A few weeks ago, I made risotto for the first time in a long time. It was so much comfort, so much toothsome creaminess, and I’ve been wanting to make it again since then. But, I haven’t. The reason I haven’t is because I’ve felt that I don’t have the time or patience. My weeks have been filled with reading and writing and staring at a computer, so much that by the time the day is done I’m wondering if the words I’m speaking are even making sense. I can’t imagine standing over the stove for the 30 minutes of stiring and adding broth and stirring. I want quick fixes, I want to pull something out of the fridge, eat it fast, and be done with it.

Yet, I’ve also been thinking a lot about patience and how I have lacked it and neglected it for too long. I got tired of feeling like I had to wait for other things and other people and other circumstances in order to proceed with what I wanted. So I made quick choices, I stopped being deliberate, I leaped and leaped and leaped. Which is all ok to an extent, but I think I’ve reached the end of my leaping for a while.
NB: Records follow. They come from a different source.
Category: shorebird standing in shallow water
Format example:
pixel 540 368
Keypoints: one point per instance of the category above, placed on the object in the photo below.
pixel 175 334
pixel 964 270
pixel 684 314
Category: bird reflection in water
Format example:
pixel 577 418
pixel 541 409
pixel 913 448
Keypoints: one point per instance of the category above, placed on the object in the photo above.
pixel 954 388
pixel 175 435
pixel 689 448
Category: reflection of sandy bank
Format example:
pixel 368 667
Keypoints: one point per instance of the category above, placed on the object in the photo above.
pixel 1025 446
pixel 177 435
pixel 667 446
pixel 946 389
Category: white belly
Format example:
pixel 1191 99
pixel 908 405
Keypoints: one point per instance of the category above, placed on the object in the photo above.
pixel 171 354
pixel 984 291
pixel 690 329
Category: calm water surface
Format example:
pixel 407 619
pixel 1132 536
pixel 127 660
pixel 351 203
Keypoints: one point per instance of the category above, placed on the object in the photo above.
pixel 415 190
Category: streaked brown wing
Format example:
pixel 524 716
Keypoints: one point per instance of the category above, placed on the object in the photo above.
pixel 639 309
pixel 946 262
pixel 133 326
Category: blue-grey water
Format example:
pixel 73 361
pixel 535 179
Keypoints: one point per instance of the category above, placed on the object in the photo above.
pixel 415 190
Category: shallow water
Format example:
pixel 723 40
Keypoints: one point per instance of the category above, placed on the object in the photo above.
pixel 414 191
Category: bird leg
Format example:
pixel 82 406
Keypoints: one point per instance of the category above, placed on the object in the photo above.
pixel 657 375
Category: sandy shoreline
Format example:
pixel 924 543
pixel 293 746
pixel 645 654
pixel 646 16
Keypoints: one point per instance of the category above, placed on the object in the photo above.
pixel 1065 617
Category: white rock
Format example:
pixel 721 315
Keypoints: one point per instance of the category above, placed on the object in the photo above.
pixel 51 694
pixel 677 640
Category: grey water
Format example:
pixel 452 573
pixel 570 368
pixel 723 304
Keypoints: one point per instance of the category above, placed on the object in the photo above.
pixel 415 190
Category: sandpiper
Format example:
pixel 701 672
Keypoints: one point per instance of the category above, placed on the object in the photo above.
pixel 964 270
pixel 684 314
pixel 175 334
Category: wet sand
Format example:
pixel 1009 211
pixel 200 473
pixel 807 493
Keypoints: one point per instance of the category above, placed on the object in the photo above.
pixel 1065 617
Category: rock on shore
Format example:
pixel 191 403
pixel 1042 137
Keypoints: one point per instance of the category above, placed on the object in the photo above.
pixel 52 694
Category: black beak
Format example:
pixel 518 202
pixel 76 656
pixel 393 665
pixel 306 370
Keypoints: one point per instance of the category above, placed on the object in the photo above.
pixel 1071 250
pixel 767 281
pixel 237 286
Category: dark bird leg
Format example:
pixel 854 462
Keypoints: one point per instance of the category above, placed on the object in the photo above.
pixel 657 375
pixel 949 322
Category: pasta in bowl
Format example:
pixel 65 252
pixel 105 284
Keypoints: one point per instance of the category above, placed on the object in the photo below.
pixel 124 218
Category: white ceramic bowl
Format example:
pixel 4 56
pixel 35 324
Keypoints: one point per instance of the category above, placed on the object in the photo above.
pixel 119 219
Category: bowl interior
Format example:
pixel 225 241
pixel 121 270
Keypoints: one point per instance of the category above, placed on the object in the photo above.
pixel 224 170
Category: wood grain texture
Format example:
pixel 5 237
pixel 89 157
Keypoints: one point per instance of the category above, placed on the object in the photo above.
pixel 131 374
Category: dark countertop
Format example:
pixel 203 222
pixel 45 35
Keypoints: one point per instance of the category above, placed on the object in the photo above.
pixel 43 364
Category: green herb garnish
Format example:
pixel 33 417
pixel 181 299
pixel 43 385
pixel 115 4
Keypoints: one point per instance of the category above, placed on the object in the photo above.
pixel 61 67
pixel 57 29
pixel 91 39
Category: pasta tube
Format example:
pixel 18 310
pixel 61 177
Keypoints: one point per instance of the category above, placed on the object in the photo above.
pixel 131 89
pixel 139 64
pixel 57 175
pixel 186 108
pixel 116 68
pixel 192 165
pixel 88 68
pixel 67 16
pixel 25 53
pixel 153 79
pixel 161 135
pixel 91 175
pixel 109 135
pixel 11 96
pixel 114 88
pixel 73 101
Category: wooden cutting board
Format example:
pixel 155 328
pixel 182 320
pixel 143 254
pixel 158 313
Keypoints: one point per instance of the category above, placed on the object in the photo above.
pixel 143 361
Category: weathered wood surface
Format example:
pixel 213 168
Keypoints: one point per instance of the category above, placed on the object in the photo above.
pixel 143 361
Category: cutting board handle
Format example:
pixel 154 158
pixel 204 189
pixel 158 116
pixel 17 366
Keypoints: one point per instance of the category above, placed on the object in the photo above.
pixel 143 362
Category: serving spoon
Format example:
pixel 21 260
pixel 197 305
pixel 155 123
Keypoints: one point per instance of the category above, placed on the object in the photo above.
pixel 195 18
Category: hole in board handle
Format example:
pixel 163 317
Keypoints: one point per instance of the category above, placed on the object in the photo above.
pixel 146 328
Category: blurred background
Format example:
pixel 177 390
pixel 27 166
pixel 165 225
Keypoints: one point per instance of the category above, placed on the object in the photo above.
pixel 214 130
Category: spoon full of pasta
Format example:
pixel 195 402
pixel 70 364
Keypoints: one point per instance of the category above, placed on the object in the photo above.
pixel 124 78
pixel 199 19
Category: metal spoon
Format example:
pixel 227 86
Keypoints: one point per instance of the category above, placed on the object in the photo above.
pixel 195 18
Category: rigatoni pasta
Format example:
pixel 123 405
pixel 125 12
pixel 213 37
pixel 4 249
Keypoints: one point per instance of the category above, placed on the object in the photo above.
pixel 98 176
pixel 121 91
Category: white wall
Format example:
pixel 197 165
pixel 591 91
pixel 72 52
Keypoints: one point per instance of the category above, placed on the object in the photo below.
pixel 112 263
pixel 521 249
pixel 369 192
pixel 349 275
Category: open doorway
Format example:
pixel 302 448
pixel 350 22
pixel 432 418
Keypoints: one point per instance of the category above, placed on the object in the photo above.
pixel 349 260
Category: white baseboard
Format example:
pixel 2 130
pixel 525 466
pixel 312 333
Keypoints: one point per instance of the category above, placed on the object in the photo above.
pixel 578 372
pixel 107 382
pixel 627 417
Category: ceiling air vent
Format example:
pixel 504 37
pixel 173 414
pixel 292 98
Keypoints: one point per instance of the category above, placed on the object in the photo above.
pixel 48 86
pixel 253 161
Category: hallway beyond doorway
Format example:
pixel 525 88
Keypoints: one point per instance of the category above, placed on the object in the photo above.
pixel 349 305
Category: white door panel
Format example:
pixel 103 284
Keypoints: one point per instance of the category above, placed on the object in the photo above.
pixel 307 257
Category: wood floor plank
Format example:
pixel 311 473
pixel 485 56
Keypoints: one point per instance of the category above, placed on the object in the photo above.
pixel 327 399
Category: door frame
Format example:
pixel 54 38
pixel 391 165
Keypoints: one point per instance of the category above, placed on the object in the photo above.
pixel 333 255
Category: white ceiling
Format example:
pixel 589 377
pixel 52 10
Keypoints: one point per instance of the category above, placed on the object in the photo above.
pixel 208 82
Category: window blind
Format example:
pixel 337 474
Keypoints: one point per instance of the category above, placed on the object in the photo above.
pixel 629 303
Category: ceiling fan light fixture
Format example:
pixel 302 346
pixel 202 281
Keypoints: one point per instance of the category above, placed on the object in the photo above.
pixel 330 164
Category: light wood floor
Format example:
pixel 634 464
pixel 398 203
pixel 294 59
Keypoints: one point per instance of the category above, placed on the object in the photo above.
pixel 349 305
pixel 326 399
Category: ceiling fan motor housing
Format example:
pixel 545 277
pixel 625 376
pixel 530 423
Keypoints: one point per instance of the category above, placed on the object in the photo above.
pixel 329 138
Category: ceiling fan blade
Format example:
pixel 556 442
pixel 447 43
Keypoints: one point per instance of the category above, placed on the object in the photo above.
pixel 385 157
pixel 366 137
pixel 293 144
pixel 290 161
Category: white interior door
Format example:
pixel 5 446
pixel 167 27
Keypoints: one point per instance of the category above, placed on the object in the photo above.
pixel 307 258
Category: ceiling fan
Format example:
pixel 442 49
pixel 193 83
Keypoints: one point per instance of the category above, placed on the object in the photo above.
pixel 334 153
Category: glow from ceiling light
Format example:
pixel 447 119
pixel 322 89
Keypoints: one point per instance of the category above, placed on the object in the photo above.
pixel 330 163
For one, I’m just plain tired. For two, I’m reminded of the things, like risotto, that take more time and that pay off in ways they never would if rushed. Bread must have patience to rise. Jam takes patience to set. Pickles require patience for curing. Risotto asks for an almost trance, a quick saute of vegetables and rice until they’re glossy and smell like toasty earth, a hiss of splashing wine, and then the slow pouring and stirring of broth into rice. And just when you think it’ll never be right, it is.

There’s something sizzly and exciting about quick decisions, snap judgments, just going for it. It’s hard to be patient when you’re broke as hell and don’t exactly know where or how to be and feel like you’ve flung all your blood and tears and love into the universe with a slim garuantee of returns. But I want to pursue that quiet patience anyway. I want to be somewhere long enough, in a place or in a life, to plant and tend a tree. I want to learn all I can about the places where I am, so I can share that knowledge with new seekers and cultivate lasting bonds. I want to sink into the art of waiting like it’s warm water lapping at my cold feet.